In his book "Patterns of Enterprise Application Architecture", Martin Fowler talks about persistence patterns which are commonly found in software development and particularly in relation to ORMs.
Is there a pattern that Hibernate adheres to most closely?
Hibernate make use of several patterns:
- Lazy load (proxing collections)
- Unit of Work (as part of Session object)
- probably Identity Map or something more sophisticated
- Mapping Metadata
- Query Object for Criterion API
- all object relational structual patterns
Hibernate does not follow ActiveRecord pattern.
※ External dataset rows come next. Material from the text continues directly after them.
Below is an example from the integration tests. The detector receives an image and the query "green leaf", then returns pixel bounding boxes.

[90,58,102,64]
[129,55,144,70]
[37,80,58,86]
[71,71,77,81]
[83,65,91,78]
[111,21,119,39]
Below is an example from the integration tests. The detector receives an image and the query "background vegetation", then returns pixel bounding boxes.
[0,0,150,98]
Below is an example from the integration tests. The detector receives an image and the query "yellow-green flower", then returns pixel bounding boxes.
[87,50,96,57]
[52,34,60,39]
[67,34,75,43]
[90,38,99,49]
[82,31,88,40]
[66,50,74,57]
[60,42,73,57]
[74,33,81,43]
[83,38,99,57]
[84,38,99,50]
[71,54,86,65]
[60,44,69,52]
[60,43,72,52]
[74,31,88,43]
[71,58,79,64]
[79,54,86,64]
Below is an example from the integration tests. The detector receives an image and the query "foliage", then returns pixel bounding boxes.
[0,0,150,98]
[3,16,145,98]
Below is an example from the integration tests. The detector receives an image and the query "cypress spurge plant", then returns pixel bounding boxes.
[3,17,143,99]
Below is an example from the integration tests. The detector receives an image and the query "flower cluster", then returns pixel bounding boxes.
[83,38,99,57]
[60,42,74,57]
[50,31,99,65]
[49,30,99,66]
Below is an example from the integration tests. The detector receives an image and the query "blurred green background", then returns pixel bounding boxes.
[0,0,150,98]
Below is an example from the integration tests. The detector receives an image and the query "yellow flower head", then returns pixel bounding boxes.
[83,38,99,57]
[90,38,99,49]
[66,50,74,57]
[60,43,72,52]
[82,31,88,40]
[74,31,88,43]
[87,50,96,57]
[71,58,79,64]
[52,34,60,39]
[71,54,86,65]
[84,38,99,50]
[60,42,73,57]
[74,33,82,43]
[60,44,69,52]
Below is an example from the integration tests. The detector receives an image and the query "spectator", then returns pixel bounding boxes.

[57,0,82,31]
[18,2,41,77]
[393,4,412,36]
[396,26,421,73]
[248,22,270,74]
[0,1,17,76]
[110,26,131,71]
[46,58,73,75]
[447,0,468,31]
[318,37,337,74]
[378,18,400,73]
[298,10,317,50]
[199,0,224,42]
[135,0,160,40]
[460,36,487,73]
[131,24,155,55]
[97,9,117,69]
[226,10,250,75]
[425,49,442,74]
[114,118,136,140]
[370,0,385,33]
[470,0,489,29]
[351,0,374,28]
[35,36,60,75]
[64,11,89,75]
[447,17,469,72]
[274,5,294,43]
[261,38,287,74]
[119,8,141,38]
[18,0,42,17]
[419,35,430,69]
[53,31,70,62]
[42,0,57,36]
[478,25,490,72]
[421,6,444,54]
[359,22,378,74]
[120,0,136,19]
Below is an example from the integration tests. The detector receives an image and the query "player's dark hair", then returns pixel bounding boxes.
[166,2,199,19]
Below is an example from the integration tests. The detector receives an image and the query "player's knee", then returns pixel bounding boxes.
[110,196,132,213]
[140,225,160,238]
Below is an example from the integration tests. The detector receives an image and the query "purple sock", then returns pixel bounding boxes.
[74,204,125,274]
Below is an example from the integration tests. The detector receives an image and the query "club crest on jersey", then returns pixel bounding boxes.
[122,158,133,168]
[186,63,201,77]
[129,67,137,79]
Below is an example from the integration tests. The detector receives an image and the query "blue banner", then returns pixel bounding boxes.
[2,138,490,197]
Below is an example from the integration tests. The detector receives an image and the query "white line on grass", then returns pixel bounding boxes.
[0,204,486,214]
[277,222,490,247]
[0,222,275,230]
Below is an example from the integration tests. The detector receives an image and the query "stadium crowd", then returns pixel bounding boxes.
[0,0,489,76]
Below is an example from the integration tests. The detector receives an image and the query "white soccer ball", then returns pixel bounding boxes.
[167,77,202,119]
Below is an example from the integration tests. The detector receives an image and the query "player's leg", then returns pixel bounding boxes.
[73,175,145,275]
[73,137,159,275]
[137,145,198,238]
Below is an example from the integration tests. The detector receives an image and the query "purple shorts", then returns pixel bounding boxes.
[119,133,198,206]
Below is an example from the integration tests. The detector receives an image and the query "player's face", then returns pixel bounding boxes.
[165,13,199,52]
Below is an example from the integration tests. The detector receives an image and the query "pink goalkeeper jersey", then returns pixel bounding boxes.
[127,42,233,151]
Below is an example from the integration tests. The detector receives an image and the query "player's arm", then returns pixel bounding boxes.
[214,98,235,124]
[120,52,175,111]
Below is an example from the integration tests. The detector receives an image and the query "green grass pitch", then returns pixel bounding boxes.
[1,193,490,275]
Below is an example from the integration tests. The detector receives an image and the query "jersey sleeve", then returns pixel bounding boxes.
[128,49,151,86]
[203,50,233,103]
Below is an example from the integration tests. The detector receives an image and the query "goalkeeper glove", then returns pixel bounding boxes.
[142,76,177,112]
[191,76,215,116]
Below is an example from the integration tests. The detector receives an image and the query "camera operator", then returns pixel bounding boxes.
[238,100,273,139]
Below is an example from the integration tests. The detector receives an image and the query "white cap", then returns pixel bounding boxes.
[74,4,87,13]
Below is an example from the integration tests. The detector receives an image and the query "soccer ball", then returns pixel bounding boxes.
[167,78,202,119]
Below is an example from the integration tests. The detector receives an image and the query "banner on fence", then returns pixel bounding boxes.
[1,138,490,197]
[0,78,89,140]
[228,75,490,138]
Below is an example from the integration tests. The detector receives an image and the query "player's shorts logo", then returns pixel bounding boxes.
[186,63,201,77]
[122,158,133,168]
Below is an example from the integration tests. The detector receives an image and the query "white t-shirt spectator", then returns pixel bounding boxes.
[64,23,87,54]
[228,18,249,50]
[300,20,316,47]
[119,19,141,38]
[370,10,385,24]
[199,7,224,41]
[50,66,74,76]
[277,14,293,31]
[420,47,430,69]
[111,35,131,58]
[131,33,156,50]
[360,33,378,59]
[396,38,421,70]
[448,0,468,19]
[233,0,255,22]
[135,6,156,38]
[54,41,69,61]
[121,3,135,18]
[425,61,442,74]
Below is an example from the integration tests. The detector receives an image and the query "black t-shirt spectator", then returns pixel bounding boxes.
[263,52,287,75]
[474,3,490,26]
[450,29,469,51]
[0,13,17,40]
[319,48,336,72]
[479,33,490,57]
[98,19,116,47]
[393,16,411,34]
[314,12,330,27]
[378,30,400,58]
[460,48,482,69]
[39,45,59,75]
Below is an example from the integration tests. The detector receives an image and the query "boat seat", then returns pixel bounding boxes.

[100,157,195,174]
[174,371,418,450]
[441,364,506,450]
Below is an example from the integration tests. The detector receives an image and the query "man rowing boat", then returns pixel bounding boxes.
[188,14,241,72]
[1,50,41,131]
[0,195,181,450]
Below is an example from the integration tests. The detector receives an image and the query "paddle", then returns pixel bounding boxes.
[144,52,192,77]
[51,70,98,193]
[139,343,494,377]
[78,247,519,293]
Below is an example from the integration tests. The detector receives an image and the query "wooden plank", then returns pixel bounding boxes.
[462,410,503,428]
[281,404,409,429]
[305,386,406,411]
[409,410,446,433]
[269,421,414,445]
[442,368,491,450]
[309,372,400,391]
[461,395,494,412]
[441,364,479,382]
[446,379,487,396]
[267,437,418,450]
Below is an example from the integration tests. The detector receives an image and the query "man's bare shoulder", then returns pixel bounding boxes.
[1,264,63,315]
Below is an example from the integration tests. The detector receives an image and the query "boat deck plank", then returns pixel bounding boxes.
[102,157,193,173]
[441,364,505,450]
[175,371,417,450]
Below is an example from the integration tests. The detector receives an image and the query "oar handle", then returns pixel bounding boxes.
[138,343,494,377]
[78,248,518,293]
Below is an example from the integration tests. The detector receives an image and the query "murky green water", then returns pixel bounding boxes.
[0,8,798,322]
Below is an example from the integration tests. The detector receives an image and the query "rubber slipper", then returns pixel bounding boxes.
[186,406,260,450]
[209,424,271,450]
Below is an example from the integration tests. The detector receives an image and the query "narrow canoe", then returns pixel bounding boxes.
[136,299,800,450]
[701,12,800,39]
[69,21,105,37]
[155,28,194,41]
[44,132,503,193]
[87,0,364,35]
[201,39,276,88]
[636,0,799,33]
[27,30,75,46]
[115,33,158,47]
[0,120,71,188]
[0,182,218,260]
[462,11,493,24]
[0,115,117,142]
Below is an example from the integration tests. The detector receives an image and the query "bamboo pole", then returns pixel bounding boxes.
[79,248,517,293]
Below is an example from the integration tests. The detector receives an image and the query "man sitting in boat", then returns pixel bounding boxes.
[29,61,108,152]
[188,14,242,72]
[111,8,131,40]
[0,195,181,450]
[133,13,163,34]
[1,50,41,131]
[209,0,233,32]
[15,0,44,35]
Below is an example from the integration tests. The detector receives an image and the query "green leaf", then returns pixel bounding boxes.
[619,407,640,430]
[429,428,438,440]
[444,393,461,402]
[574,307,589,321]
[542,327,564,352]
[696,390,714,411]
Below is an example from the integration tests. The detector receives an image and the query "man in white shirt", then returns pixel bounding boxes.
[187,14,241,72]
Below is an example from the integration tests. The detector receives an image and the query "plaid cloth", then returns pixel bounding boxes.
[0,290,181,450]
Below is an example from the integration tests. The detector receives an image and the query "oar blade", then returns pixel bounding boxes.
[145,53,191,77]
The pattern that Hibernate adheres most closely is the Datamapper pattern.
If you're looking for design patterns explicity, then you could consider Hibernate a fancy API for implementing the Active Record Pattern:
In software engineering, the active
record pattern is a design pattern
frequently found in software that
stores its data in relational
databases. It was named by Martin
Fowler in his book Patterns of
Enterprise Application Architecture.
The interface to such an object would
include functions such as Insert,
Update, and Delete, plus properties
that correspond more-or-less directly
to the columns in the underlying
database table.
Active record is an approach to
accessing data in a database. A
database table or view is wrapped into
a class; thus an object instance is
tied to a single row in the table.
After creation of an object, a new row
is added to the table upon save. Any
object loaded gets its information
from the database; when an object is
updated, the corresponding row in the
table is also updated. The wrapper
class implements accessor methods or
properties for each column in the
table or view.
Hibernate is obviously domain model. The objects in ORM are the domain model, so you can't do ORM without it.